Não deveria dizer isso, ainda mais aqui. Ficará escrito para todos verem, uma prova do crime. As pessoas não me verão com bons olhos depois disso. Juro, já tentei parar, convencer-me de que é errado. Eu sei que é errado. E faço mesmo assim. Contradições humanas, certo?
Mas, preciso confessar: eu tenho um preconceito.
Peço desculpas, desde já. Acredite, eu sei que não deveria. Infelizmente, é mais forte que eu.
Meu preconceito é contra aquele tipinho de gente chamado (...). Quando vejo um (...) na rua, já vou logo pensando um monte de idiotices sobre tal pessoa. Julgo, é verdade, julgo mesmo. Sei lá, baseio-me em coisas que vi ou ouvi ou vivi. Bom, na verdade não me lembro de ter vivido algo que me fizesse ter este tipo de preconceito contra os (...), é uma coisa que vem de lá de trás, sabe?! Passado geração após geração, gravado a ferro e fogo no cérebro. “Nunca confie num (...), eles não prestam”. Se meu bisavô disse, se meu avô disse, se meu pai disse, é porque deve ter um fundo de verdade. Certo?

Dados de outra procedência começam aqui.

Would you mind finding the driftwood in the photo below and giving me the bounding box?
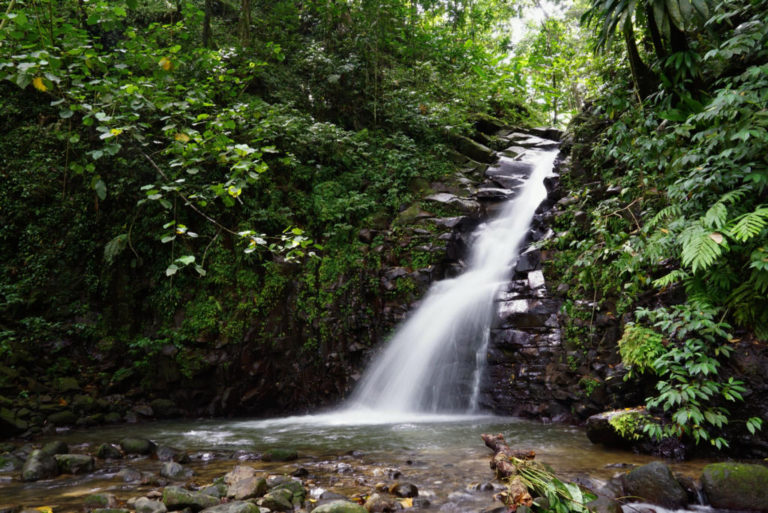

No fundo, acredito que todas as pessoas no mundo tem algum tipo de preconceito. Elas podem até controlar isso, mas, sei lá, deve estar em alguma parte primitiva do encéfalo. Aquela que nos aproxima dos animais irracionais. Tem gente que tem preconceito contra (.........), outros contra (....... ....), até contra (.. ..... ... ......... ...). O meu preconceito é contra (...), oras. Não sei se devo dizer contra ou com. Não tenho nada contra, é só preconceito mesmo. Acho que escondo bem, até hoje ninguém me chamou de preconceituoso. Aliás, esta é a sacada de mestre, fingir.

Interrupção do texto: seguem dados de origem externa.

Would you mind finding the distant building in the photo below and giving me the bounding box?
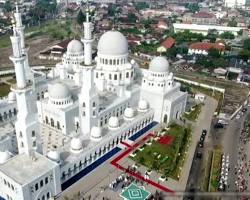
[157,21,168,30]
[173,23,245,36]
[183,12,217,25]
[188,42,225,55]
[224,0,246,8]
[39,39,71,61]
[157,37,175,53]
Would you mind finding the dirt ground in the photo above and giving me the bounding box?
[0,35,59,69]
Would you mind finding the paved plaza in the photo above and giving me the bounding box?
[58,97,217,200]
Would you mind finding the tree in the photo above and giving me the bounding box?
[238,49,250,61]
[186,3,200,13]
[243,38,250,50]
[213,58,227,68]
[3,1,12,12]
[166,47,177,58]
[227,19,237,27]
[127,13,137,23]
[208,48,220,58]
[76,10,85,25]
[220,31,235,39]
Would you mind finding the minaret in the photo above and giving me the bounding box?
[81,1,94,66]
[79,67,99,135]
[13,3,33,81]
[9,24,42,156]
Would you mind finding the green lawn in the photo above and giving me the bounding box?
[130,123,191,180]
[208,149,222,192]
[0,82,11,97]
[0,19,79,49]
[184,104,202,122]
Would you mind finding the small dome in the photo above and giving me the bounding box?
[90,126,102,141]
[0,151,11,164]
[47,151,60,163]
[124,108,135,119]
[108,116,119,129]
[8,92,16,102]
[67,39,83,54]
[138,99,149,111]
[70,138,83,152]
[98,31,128,55]
[149,56,169,72]
[48,83,71,99]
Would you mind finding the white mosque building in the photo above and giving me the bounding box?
[0,4,187,200]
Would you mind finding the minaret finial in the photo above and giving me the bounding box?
[15,1,19,13]
[86,0,90,23]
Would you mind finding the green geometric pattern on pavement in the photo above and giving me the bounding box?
[120,183,151,200]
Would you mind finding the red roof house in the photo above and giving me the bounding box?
[157,37,175,52]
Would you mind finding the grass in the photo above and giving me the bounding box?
[208,149,222,192]
[130,123,191,180]
[202,150,213,191]
[6,78,16,84]
[0,19,79,49]
[0,82,11,97]
[184,104,202,121]
[180,81,223,114]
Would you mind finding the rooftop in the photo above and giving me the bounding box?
[0,152,57,185]
[189,42,225,51]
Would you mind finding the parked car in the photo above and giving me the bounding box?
[202,129,207,136]
[198,141,204,148]
[214,123,224,129]
[196,151,202,159]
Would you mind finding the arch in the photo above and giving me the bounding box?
[57,121,60,130]
[45,116,49,124]
[50,118,54,127]
[14,108,17,115]
[164,114,168,123]
[8,110,12,118]
[41,91,44,99]
[176,111,179,119]
[3,112,7,120]
[113,59,116,65]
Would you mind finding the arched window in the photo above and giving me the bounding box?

Funciona assim: você sente algo ruim por um tipo de pessoa, mas não demonstra. As pessoas podem até suspeitar do que se passa na sua cabeça, mas elas nunca saberão a verdade. Só você sabe. E precisa conviver com aquilo, com esse monstro que vive na sua cabeça. Ou então, colocar esse monstro pra fora. Mas, aí é contigo. Eu não recomendo. As pessoas odeiam monstros andando por aí. Revelar o seu eu mais profundo pros outros não dá muito certo. Agora, se você mentir, tudo bem. Eu não diria mentir, é uma palavra muito pesada. Certo? Fingir é melhor.

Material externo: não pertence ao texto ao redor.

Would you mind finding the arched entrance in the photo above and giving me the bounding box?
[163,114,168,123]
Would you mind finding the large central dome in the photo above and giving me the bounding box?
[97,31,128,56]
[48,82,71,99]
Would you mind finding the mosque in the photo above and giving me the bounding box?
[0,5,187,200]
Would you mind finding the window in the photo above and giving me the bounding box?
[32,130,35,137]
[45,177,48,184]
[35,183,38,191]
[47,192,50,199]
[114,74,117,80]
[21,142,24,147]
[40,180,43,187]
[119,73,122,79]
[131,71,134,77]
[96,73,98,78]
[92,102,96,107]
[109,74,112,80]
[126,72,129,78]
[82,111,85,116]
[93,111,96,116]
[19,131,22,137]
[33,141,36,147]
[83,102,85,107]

Por exemplo: você tem um preconceito. Mas, faz de conta que não tem. Eu faço de conta que acredito. E vice-versa. E assim, vivemos todos em paz. Uns vão dizer que é hipocrisia. Pode ser, mas...
As pessoas não querem viver com o preconceituoso. Mas, conseguem conviver com o hipócrita. Sem se dar conta de que, no fundo, estão convivendo com os dois. Certo?